Teams such as Sauber have achieved much the same effect as Red Bull's slot, but do so by deforming the boundary of the step plane, not by creating a hole. In this respect, there is a very clear topological definition of a hole, which goes as follows:
A surface possesses a hole if there is loop through any point on the surface which cannot be continuously shrunk to a point.
If you draw a loop around a hole, then the hole prevents the loop from being shrunk to a point. This is a concept from algebraic topology, and in technical terms one can say that a surface has a hole (or holes) if the zeroth homotopy group (the 'fundamental group') is non-trivial, i.e., contains more than the identity element. A surface with a trivial fundamental group is said to be simply connected.
The slot on the Red Bull clearly prevents a loop around it from being shrunk to a point, while any loop drawn on the step-plane of the Sauber can still be shrunk to a point.
However, the actual regulation fails to provide such a clear, topological definition of a hole. In fact, it draws upon a variety of quite different concepts. The step-plane must be "uniform" (a statistical concept); "solid" (a tricky concept in physics, sometimes distinguished from a fluid by the symmetry group of the medium, or by the constitutive relationship of the medium, i.e., the expression relating stress to strain); "hard" (a concept usually defined in terms of the local elastic modulus of the material, or its resistance to indentation tests); "continuous" (a topological concept, but one which is ultimately an idealisation, given that all materials are composed of discrete particles); "rigid" (usually meaning a high elastic modulus, but here qualified by "no degree of freedom in relation to the body/chassis", so actually meaning "rigidly attached"; and "impervious", a concept pertaining to the transmissibility of other media through a material.
None of these concepts actually capture the intended requirement for the absence of holes. In particular, in topological terms, a surface with holes can be perfectly continuous. Continuous surfaces can be simply connected (without holes) or multiply connected (with holes).
As Craig Scarborough also points out, there is another regulation intended to prohibit discontinuities of all types, in all but the outer 50mm of the floor:
“In an area lying 650mm or less from the car centre line, and from 450mm forward of the rear face of the cockpit entry template to 350mm forward of the rear wheel centre line, any intersection of any bodywork visible from beneath the car with a lateral or longitudinal vertical plane should form one continuous line which is visible from beneath the car.”

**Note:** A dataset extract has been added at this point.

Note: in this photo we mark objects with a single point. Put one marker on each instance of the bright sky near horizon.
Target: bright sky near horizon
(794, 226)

Whilst all the teams, Red Bull included, seem to accept that this regulation prohibits the existence of discontinuities in all but the outer 50mm of the floor, one could argue that this is still open to interpretation. If an aperture is placed on a lateral vertical plane, created by a raised lip in the step-plane, so that the hole is not visible from below, then the intersection of a longitudinal vertical plane will still trace out a continuous line when viewed from beneath the car (i.e., when projected down onto a horizontal plane).
In conclusion, rather than adopting such a scatter-gun approach to the regulations, it might be better if the regulations defined a hole in topological terms, and then derived the empirically applicable criteria from the general definition.